Nestes 470 anos, Salvador contou com 08 bispos e 28 arcebispos, tendo sido seu primeiro bispo, Dom Pedro Fernandes Sardinha (1496-1556), do clero da diocese portuguesa de Évora.  A história da Arquidiocese de São Salvador da Bahia não se restringe aos seus bispos e arcebispos, mas a atuação de cada um deles merece ser valorizada e documentada, permitindo conhecer melhor o desenvolvimento histórico e cultural de Salvador e do Brasil. Neste momento, ressaltamos a figura do ilustre arcebispo Dom Sebastião Monteiro da Vide (1701-1722) a quem devemos a construção deste palácio e cujo brasão encontra-se no portal de entrada. Quero ainda ressaltar, com especial gratidão, o meu predecessor Dom Murilo Krieger, pela feliz iniciativa da restauração deste Palácio da Sé.
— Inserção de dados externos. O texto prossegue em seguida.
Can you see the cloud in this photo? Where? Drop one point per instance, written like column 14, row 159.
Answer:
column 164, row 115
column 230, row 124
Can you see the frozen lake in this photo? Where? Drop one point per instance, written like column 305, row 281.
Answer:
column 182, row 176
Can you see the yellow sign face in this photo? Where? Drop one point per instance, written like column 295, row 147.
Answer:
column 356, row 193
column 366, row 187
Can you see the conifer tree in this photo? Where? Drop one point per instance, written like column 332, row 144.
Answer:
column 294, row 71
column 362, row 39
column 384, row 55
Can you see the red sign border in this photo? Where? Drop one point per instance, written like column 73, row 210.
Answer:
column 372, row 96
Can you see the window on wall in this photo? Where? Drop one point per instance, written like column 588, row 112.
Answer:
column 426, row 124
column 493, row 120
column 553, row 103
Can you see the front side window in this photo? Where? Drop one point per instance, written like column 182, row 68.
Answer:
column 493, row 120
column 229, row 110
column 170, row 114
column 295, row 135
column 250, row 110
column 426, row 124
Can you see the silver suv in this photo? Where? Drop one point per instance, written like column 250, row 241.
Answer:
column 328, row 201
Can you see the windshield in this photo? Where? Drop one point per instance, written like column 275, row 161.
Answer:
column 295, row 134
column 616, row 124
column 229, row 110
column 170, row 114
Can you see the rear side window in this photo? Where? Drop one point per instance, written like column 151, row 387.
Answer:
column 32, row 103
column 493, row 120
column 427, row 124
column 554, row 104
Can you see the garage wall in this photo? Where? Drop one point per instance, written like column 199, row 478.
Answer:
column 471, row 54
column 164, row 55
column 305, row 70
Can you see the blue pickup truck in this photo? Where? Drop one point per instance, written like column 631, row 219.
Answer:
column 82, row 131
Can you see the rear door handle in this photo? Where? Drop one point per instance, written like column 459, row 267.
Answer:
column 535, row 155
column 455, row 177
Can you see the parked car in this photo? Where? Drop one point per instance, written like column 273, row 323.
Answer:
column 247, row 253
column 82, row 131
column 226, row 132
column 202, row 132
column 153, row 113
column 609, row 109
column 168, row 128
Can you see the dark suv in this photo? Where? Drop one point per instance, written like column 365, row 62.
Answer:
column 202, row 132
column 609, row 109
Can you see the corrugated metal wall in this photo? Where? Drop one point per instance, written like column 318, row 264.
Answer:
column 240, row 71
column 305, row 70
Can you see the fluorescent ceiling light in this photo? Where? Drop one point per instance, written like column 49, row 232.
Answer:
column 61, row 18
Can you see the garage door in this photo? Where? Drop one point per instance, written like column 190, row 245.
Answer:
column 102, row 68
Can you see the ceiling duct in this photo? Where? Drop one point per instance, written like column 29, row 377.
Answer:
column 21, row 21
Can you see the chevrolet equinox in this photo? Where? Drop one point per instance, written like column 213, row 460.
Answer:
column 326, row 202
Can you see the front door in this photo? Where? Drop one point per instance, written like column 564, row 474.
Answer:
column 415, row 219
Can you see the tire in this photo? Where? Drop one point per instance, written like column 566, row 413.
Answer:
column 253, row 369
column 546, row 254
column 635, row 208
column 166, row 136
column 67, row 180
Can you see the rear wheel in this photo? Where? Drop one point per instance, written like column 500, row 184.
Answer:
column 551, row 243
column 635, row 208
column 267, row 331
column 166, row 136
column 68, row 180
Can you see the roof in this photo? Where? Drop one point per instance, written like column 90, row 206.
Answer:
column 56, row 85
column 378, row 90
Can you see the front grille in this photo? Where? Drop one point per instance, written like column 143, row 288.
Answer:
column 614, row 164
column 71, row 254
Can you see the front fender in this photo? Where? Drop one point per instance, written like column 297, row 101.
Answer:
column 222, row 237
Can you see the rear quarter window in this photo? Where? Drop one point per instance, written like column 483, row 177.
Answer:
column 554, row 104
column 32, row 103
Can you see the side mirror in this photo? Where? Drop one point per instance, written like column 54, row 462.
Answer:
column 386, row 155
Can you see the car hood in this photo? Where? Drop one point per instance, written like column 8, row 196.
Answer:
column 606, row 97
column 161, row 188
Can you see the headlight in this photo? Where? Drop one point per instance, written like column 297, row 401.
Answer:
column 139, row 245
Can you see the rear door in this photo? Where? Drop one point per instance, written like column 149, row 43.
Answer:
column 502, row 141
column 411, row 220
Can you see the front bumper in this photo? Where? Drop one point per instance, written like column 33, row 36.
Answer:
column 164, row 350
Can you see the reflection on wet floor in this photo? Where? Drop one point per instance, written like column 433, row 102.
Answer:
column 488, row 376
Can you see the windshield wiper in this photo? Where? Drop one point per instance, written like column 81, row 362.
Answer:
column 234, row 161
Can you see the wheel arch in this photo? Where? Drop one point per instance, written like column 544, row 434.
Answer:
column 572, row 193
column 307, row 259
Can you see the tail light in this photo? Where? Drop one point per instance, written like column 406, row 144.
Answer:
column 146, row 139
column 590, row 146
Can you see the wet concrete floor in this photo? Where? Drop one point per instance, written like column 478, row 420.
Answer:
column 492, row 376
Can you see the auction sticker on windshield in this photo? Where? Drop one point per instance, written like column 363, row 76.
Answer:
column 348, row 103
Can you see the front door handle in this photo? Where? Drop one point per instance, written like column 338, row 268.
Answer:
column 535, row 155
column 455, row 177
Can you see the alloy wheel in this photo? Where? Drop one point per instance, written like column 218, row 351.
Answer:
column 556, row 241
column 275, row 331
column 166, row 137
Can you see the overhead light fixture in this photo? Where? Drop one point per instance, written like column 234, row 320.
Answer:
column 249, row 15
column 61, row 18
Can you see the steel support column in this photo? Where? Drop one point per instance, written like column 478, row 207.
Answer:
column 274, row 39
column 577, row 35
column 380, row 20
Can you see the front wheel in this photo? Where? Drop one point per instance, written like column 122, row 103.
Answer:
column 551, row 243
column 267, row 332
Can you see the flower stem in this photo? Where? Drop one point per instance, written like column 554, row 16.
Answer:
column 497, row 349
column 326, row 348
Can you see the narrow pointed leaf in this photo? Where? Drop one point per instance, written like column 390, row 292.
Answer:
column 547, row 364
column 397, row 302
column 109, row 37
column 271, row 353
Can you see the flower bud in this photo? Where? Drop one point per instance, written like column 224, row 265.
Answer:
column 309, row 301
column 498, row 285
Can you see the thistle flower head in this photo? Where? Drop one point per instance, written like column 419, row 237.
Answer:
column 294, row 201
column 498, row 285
Os bispos, recordados neste Memorial, não exerceram o seu episcopado, sozinhos, mas contaram com a colaboração de inúmeras pessoas, do clero, de religiosos e religiosas, de leigos e leigas, de autoridades, do povo de Deus congregado nesta Arquidiocese, de pessoas cuja santidade tem sido oficialmente reconhecida pela Igreja, como São José de Anchieta, Santa Dulce dos Pobres, Bem-aventurada Lindalva e a Serva de Deus Vitória da Encarnação. Por isso, esta homenagem prestada aos bispos da Igreja primacial do Brasil pode ser estendida, de modo justo, a tantas pessoas que se dedicaram e se dedicam generosamente à missão da Igreja em Salvador, de personagens de renome, mas sobretudo, de homens e mulheres anônimos que ajudaram a construir a história desta Arquidiocese, com suas orações e colaboração, com muita fé e muito trabalho.

Salvador tem muita história para ser recordada e conhecida. É preciso preservar a memória histórica, pois o seu esquecimento ou menosprezo implica na negação da identidade de um povo e na perda de um patrimônio inestimável. É preciso valorizar a vasta e rica história de Salvador, com especial atenção à criação e atuação da primeira diocese do Brasil. Somos chamados a conhecer e valorizar a rica herança cultural que recebemos. O Memorial dos Bispos e Arcebispos da Sé Primacial, hoje inaugurada, neste Centro Cultural Palácio da Sé, quer estimular o conhecimento e a valorização de nossa história, a história da Igreja, a história da cidade e do país. Possa ajudar a sentir-nos participantes desta história rica e bela. Somos herdeiros da história construída. Somos chamados a preservar e a transmitir a herança cultural e religiosa que recebemos, participando do hoje da nossa história com responsabilidade.

Em nome da nossa Arquidiocese, quero expressar sincera gratidão a todos os que se empenharam para a realização deste Memorial, de modo especial, ao nosso caríssimo Padre Abel, Presidente deste Centro Cultural, juntamente com os demais membros da Diretoria, e à Comissão dos 470 anos. Muitíssimo obrigado! Agradeço a presença de todos e o valioso serviço prestado pela imprensa. Deus recompense a todos com muitas bênçãos!